Restoring urban streams benefits habitat, water quality
Urban stream: Not always an oxymoron
The concept of an “urban stream” might seem like an oxymoron, but restoration efforts across the state are proving that naturalized streams provide significant benefits even in densely populated settings.
For example, at Joe’s Creek in St. Petersburg and Phillipe Creek in Sarasota steep ditches are being restored to recreate meandering streams that improve both habitat and water quality, says John Kiefer, a water resources engineer at Wood Environment & Infrastructure Solutions.
“The trick is finding sufficient rights-of-way to allow the stream to spread out,” he said. “In many cases, even in urban cores, there is enough room.”
And those narrow ditches with steep sides aren’t just bad for fish and water quality, they’re expensive to maintain, Kiefer said. Rather than allowing rainwater to slowly flow through a more natural system, they cause flashes of freshwater that erode shorelines, move pollution quickly, destroy critical low-salinity habitat and require high levels of maintenance.

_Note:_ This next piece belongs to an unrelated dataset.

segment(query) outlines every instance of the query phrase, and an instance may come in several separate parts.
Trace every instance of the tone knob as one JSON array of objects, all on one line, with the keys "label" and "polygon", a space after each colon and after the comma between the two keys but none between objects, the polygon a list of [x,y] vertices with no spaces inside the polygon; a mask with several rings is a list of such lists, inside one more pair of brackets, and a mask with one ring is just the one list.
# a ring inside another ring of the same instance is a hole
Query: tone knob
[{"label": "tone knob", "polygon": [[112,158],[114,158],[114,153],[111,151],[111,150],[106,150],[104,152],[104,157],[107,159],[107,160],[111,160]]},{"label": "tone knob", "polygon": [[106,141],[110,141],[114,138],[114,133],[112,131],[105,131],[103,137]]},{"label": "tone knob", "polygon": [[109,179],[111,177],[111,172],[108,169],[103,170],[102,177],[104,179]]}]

Restoring those deep channels to naturalized streams – typically within existing rights of way – allows the systems to process nutrients before they reach larger bodies of water like rivers, lakes and bays. Sediment has time to settle rather than increasing as soil washes away from eroding stream banks. Fish, including juvenile snook that need low-salinity habitat to thrive, respond quickly to the restored streams.